À la fin de 1618, François de Sales se rend à Paris pour le mariage du fils du duc Charles-Emmanuel Ier avec la sœur du roi Louis XIII. Il fait la connaissance de saint Vincent de Paul qui affirmera à son sujet: «Monseigneur de Sales s’est si bien conformé à ce modèle (le Christ), je l’ai constaté, que maintes fois je me suis demandé avec étonnement comment une simple créature pouvait arriver à un degré de perfection aussi grand, étant donné la fragilité humaine, et atteindre la cime d’une si sublime hauteur… Cette pensée me revenait: “Mon Dieu que vous êtes bon puisqu’en Monseigneur François de Sales, votre créature, il y a tant de douceur!”» De son côté, François estime tellement Vincent de Paul qu’il lui demande d’être le Supérieur du monastère de la Visitation qui se fonde à Paris dès l’année 1619. Il rentre ensuite à Annecy où son frère, Jean-François, lui est donné comme évêque coadjuteur, car sa santé est usée: il souffre d’artériosclérose et d’hydropisie, sans compter d’autres maux.

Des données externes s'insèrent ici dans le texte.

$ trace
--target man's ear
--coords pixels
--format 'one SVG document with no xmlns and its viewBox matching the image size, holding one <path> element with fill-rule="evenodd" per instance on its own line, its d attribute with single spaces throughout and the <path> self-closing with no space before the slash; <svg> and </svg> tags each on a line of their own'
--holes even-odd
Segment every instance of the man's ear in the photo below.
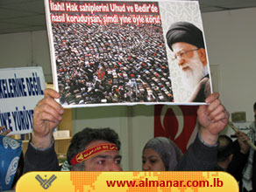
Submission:
<svg viewBox="0 0 256 192">
<path fill-rule="evenodd" d="M 206 65 L 207 65 L 207 58 L 206 58 L 205 49 L 200 48 L 198 50 L 198 55 L 199 55 L 199 58 L 200 58 L 203 66 L 206 66 Z"/>
<path fill-rule="evenodd" d="M 232 161 L 232 159 L 233 159 L 233 154 L 231 154 L 231 155 L 229 155 L 229 161 L 231 162 L 231 161 Z"/>
</svg>

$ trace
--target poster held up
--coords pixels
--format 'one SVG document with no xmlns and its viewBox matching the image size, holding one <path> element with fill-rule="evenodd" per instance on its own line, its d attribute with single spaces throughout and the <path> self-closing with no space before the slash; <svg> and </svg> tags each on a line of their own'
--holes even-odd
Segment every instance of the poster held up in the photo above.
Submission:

En octobre 1622, Mgr de Sales accompagne le duc de Savoie qui va rencontrer le roi Louis XIII en Avignon. Pressentant sa mort, l’évêque fait son testament et ses adieux aux siens. Sur son parcours, il fait une halte à Lyon où il s’entretient pour la dernière fois avec la Mère de Chantal. Le 27 décembre, il visite le noviciat des Sœurs qui lui demandent de leur écrire quelques enseignements spirituels. Sur une feuille, il inscrit en haut, au milieu et en bas: humilité. Ce même jour, en début d’après-midi, il est frappé d’hémorragie cérébrale. Il meurt le 28 décembre.

Le 16 novembre 1877, le Pape Pie IX proclamera saint François de Sales Docteur de l’Église et affirmera que grâce à lui, la véritable piété «a pénétré jusqu’au trône des rois, dans la tente des chefs des armées, dans le prétoire des juges, dans les bureaux, dans les boutiques et même dans les cabanes de pasteurs» (Bref Dives in misericordia). Plus récemment, le Pape Benoît XVI a souligné: «Ainsi est né cet appel aux laïcs, ce souci pour la consécration des choses temporelles et pour la sanctification du quotidien sur lesquels insisteront le concile Vatican II et la spiritualité de notre temps. Ainsi s’est manifesté l’idéal d’une humanité réconciliée, dans l’harmonie entre engagement dans le monde et prière, entre état séculier et recherche de la perfection» (2 mars 2011).

Nous pouvons nous associer à ce vœu du bienheureux Jean-Paul II : que «l’enseignement du saint évêque de Genève demeure source de lumière pour nos contemporains, comme il l’a été de son temps!»